Exome analysis of a large family with familial isolated primary hyperparathyroidism (FIHP) and multiple cancers

Filomena Cetani1, Elena Pardi2, Simona Borsari2, Federica Saponaro2, Liborio Torregrossa3, Chiara Mazzanti4, Paolo Aretini4, Marco La Ferla4, Sara Franceschi4, Francesca Lessi4, Prospero Civita4 & Claudio Marcocci4

1University Hospital of Pisa, Endocrinology Unit, Pisa, Italy; 2Department of Clinical and Experimental Medicine, University of Pisa, Pisa, Italy; 3Department of Surgical, Medical and Molecular Pathology and Critical Area, University of Pisa, Pisa, Italy; 4Fondazione Pisana Per La Scienza Onlus, Pisa, Italy.

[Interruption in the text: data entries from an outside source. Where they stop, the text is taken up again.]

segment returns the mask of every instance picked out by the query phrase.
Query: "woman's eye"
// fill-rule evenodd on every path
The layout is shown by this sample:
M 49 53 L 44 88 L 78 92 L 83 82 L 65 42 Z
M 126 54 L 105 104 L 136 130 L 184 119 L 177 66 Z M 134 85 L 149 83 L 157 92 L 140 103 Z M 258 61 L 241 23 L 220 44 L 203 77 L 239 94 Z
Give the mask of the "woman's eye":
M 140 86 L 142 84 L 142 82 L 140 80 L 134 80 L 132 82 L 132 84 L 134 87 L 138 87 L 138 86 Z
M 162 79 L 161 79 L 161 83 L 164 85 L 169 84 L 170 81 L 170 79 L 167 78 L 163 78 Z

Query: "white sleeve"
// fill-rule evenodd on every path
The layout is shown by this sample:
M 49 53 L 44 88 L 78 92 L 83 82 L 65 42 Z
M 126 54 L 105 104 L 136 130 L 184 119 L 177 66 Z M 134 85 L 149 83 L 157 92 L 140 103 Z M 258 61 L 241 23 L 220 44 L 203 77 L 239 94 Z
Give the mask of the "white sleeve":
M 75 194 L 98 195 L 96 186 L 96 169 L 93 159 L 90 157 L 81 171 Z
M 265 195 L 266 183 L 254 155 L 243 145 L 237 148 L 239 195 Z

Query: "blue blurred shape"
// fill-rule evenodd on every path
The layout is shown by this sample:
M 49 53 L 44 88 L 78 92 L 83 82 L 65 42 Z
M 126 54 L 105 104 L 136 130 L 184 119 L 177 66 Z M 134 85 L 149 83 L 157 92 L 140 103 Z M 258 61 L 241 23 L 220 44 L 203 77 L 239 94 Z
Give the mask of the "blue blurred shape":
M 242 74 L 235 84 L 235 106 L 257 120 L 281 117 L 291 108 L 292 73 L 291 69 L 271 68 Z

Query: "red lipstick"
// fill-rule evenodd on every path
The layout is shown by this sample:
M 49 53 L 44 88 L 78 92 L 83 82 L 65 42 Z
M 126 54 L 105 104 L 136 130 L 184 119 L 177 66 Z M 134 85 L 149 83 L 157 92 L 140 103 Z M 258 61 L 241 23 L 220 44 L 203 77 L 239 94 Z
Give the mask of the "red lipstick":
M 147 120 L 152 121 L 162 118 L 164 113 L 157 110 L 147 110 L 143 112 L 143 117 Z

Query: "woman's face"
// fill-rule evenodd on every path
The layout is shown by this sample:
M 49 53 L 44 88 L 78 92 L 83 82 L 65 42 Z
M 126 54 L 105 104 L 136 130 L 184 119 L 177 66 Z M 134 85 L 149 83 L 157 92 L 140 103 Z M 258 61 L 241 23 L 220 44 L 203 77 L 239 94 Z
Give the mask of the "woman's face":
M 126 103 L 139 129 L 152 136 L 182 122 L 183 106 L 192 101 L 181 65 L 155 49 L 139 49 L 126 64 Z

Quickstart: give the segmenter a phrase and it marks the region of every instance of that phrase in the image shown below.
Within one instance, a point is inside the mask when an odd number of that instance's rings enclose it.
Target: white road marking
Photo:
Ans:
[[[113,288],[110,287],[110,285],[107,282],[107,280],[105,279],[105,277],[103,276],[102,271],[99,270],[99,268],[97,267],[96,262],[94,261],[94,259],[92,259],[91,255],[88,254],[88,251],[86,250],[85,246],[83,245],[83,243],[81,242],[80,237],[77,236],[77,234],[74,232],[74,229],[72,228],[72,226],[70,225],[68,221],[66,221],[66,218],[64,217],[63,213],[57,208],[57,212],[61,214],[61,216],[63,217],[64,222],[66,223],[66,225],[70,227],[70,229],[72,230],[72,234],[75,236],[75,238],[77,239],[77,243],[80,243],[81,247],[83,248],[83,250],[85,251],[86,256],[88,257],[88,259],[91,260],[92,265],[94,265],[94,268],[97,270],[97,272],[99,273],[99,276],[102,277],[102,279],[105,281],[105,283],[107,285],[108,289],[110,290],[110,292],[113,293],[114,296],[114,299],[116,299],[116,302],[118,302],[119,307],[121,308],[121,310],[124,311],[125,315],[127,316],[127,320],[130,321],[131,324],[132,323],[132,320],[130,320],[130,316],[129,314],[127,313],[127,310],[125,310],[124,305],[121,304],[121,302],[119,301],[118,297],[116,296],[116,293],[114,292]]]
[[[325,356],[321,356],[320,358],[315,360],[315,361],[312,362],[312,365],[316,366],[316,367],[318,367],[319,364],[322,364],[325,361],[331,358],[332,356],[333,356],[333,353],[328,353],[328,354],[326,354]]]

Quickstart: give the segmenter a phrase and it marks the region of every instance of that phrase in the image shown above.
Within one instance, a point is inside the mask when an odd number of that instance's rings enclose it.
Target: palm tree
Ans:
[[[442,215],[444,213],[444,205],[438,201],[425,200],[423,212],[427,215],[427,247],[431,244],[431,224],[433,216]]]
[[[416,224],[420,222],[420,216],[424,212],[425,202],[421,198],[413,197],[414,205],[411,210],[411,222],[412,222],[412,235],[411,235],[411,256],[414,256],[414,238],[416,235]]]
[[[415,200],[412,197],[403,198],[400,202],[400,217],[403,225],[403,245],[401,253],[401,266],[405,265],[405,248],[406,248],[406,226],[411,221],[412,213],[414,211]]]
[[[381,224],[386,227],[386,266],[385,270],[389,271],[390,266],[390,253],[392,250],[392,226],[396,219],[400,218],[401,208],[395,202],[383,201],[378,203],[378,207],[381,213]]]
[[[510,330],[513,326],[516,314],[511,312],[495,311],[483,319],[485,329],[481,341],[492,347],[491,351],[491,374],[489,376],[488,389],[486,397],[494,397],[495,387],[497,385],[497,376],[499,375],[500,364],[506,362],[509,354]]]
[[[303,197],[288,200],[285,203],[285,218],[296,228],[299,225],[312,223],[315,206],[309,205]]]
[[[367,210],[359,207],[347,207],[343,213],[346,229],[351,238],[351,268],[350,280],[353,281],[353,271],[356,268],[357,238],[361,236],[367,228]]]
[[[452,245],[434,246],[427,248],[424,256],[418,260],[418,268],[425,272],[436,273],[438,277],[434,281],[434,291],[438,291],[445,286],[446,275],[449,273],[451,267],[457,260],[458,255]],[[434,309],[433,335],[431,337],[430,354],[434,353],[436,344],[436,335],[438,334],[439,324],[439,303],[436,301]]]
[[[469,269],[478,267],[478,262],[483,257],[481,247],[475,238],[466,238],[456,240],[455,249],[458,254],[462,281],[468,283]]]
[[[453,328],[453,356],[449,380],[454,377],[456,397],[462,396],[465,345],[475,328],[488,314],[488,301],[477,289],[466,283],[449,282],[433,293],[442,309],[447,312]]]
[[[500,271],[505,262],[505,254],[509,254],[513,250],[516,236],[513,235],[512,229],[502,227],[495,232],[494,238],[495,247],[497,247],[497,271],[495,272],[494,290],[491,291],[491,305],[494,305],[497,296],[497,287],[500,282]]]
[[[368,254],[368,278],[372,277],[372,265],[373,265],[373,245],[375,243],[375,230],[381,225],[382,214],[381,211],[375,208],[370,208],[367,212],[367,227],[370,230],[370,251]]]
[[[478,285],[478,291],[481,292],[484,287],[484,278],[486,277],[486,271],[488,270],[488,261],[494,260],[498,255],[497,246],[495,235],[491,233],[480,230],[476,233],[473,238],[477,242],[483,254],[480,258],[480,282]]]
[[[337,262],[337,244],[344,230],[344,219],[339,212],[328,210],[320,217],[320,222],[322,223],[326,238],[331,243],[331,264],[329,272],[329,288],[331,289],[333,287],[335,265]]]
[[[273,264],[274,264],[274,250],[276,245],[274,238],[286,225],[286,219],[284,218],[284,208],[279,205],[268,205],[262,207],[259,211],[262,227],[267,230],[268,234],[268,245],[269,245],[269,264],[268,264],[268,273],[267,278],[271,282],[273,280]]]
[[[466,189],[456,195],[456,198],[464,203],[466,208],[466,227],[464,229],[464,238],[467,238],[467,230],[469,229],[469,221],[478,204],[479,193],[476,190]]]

Familial Isolated Hyperparathyroidism (FIHP) is a hereditary disorder characterized by primary hyperparathyroidism (PHPT) with no evidence of other endocrine disorders. Germline MEN1, CDC73 and CASR mutations have been identified, but the majority of FIHP has still unrecognized causes. The aim of this study was to identify, by whole-exome sequencing, novel gene alterations in a large FIHP kindred. The family’s proband, her sister, brother and niece were affected by PHPT. The proband was negative at MEN1, CDC73 and CASR gene mutations by Sanger analysis. The proband, her sister and niece were also affected by papillary thyroid carcinoma, the brother had Non-Hodgkin Lymphoma and bladder cancer. The proband had also a moderate colorectal polyposis and the niece a renal angiomyolipoma. We analyzed the proband, two affected and two healthy family’s members with the Illumina NextSeq550 platform. The raw data were converted using Bcl2toFastq tools. Data analysis was performed by the SeqMule pipeline. The three affected individuals, but not the healthy relatives, shared 57 rare genetic variants. A more stringent filter related to genes involved in hereditary cancer detected one missense variant in the APC gene (V530A) in the three affected patients, subsequently confirmed by Sanger analysis. Moreover, the other affected relative and 2/15 healthy members carried the variant. The APC gene is involved in familial polyposis (FAP), an inherited disease marked by thousands colorectal polyps. The APC variant was predicted deleterious by three statistic model. Although the affected individuals don’t have classical FAP features, the proband had the excision of two colonic polyps. We might speculate that the presence of non-truncating mutation could lead to a mild colonic phenotype, as showed in the attenuated FAP, characterized by the presence of <100 polyps. FAP tumor spectra is highly various, in about 2% of cases papillary thyroid carcinoma and bladder cancer have been reported.